Sunday, June 7, 2020

Alfred Boaz ( conclusion)
Westward At Last!

There was great preparation for the Pioneer trip which was to locate the spot for the remaining saints to follow and settle, and they were determined to take me with them and leave my wife helpless in bed.  I would not consider it and got excused, but Melissa being improved I made ready and started with the first company which followed.  I, however, helped fit out President Brigham Young’s company, which set out, and we then fell to preparing those to follow.  There were a number of blacksmiths, and all were busy.  After completing or fitting 665 wagons, all were ready and we moved out as far as the Elk Horn, which was a deep, ugly river, and dangerous to ferry.  Here Elder Weatherby and I were detailed to go back with a demented woman and leave her at Winter Quarters...

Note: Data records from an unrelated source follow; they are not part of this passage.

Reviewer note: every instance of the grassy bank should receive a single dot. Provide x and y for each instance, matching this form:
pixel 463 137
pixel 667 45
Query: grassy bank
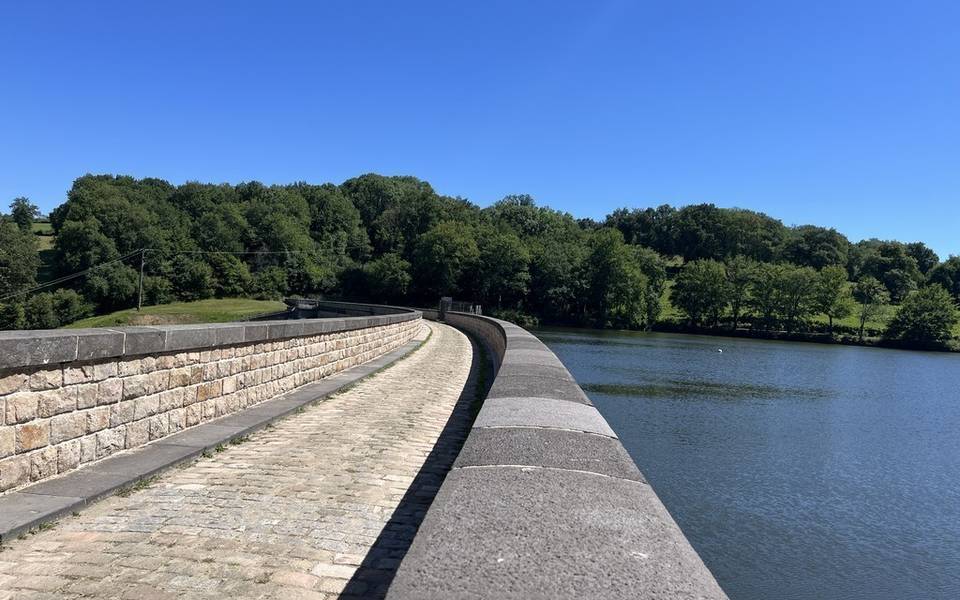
pixel 219 310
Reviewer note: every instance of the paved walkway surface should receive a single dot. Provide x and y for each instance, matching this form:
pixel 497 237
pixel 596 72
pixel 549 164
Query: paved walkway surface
pixel 323 504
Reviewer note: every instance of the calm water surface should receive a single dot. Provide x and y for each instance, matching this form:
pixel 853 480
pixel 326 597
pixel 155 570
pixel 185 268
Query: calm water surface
pixel 797 471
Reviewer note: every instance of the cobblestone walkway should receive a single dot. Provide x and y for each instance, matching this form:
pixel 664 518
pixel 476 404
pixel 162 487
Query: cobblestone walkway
pixel 321 505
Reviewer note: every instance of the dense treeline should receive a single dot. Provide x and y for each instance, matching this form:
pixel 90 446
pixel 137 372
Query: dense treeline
pixel 394 239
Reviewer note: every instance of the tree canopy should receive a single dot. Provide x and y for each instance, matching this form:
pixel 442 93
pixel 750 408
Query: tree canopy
pixel 395 239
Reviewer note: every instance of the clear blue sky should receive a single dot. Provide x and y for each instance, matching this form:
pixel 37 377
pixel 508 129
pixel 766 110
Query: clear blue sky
pixel 844 114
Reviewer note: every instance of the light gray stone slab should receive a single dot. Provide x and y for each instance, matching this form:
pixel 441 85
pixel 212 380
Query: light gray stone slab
pixel 542 412
pixel 20 512
pixel 89 484
pixel 93 344
pixel 34 348
pixel 143 340
pixel 554 448
pixel 515 534
pixel 509 386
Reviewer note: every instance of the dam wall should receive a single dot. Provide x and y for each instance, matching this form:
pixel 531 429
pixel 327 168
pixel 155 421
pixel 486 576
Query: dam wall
pixel 69 398
pixel 543 501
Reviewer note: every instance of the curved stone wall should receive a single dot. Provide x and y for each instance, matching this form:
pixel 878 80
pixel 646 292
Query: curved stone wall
pixel 72 397
pixel 543 500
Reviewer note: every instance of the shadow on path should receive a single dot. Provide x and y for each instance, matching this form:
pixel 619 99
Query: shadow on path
pixel 374 576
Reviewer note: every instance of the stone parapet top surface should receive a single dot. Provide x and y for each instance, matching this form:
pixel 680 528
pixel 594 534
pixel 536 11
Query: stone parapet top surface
pixel 35 348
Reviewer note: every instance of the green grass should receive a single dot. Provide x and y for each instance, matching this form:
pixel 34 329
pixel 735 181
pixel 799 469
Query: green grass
pixel 218 310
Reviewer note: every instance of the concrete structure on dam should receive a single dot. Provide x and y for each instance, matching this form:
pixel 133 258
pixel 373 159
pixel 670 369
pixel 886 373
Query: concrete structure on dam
pixel 377 483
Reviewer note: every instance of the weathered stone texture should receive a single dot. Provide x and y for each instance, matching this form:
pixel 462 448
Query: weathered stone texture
pixel 58 417
pixel 307 509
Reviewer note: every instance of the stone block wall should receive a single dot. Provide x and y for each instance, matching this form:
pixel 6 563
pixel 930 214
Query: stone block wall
pixel 58 416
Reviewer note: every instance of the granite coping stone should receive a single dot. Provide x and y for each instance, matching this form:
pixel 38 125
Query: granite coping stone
pixel 513 386
pixel 554 448
pixel 512 367
pixel 51 499
pixel 514 534
pixel 542 412
pixel 35 348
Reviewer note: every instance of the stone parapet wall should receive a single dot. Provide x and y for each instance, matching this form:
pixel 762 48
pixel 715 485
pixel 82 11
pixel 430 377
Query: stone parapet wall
pixel 59 413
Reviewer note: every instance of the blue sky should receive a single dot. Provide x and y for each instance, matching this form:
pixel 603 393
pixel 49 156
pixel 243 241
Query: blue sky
pixel 844 114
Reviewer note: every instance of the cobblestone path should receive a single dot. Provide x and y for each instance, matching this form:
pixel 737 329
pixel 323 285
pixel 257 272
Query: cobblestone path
pixel 321 505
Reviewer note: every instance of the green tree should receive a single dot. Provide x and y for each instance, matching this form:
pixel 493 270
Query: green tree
pixel 112 287
pixel 947 275
pixel 503 269
pixel 18 259
pixel 615 284
pixel 442 256
pixel 871 296
pixel 701 291
pixel 798 288
pixel 816 247
pixel 40 312
pixel 741 272
pixel 927 316
pixel 556 279
pixel 765 294
pixel 12 316
pixel 832 294
pixel 387 278
pixel 192 279
pixel 70 306
pixel 654 268
pixel 925 257
pixel 23 213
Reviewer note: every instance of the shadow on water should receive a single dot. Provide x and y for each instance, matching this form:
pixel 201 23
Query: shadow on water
pixel 373 577
pixel 702 389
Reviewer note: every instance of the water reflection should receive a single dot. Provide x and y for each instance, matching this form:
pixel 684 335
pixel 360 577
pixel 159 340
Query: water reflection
pixel 798 471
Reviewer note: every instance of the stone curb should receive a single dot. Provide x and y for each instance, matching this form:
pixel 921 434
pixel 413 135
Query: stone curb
pixel 52 499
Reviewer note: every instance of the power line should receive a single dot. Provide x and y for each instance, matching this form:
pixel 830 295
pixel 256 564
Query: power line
pixel 68 277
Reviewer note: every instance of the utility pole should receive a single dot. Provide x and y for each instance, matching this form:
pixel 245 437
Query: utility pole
pixel 143 252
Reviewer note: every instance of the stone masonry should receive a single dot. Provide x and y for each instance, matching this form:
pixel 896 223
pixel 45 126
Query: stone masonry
pixel 320 505
pixel 56 418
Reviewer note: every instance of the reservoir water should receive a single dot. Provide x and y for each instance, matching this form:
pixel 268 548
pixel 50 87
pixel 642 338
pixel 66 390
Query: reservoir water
pixel 797 471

We began our journey and had travelled half way when suddenly there stepped before us three Indians armed with rifles, and directly in our path.  I immediately  would have made friendly signs and reasoned with them, but Elder Weatherby lost his head, and jumping out of the wagon, grappled with an Indian.  I, of course, followed on the other side, grappling with the second, taking his gun away.  The third fired at my companion, and he fell, mortally wounded.  I grappled with the slayer of Weatherby, taking hold of his side, and taking a piece out with my hand, for he was naked.  He yelled with pain, and the sick woman seeing her chance, waved her shawl to frighten the wild steers, and away they dashed, wagon, steers, woman and all.  I was left with Elder Weatherby, and the Indians took to their heels...I overtook Bishop Whitney, who returned to the spot and lifted Elder Weatherby into his carriage and then struck out rapidly in search of the woman.  I looked in all directions and finally found the wagon run into a willow thicket, but the woman was not to be seen...finally I saw the top of her bonnet peeping in the tall grass, and then it vanished.  I came to where she was, but she stubbornly refused to get into the wagon.  I picked her up and sat her, a little ungently perhaps, in the wagon.  Finding travelers going toward Winter Quarters, I relinquished the woman, steers and wagon to them with my commission to deliver her safely, if possible, at Winter Quarters.  I then turned single-handed And alone, to retrace my footsteps toward my family and the camp on the Elk Horn...

We now took up our journey to the Salt Lake Valley, receiving a message or two from the pioneers before we reached our destination.

I was the only blacksmith in the company which had sixty five wagons, and I kept them in repair the entire trip, and I never received nor charged a cent for the work.  Besides repairing the wagons, etc., I had the lame cows and oxen to look after, and they gave me little time for sleep...

Alfred finished his story and leaned back in his old armchair, which had been made by his own hands in the early days in the valley.  He seemed lost in thought; his white hair bleached by many winters, lay soft and beautiful about his strong head.  His once sinewy arm rested on the handle of his rocker.  What a world of thought in that glance backward upon a lifetime of work and adventure!  Yes, a lifetime, for the sands were all but run.  Shortly afterward he was called to meet his Maker, and render his account to the Most High for the stewardship he had held.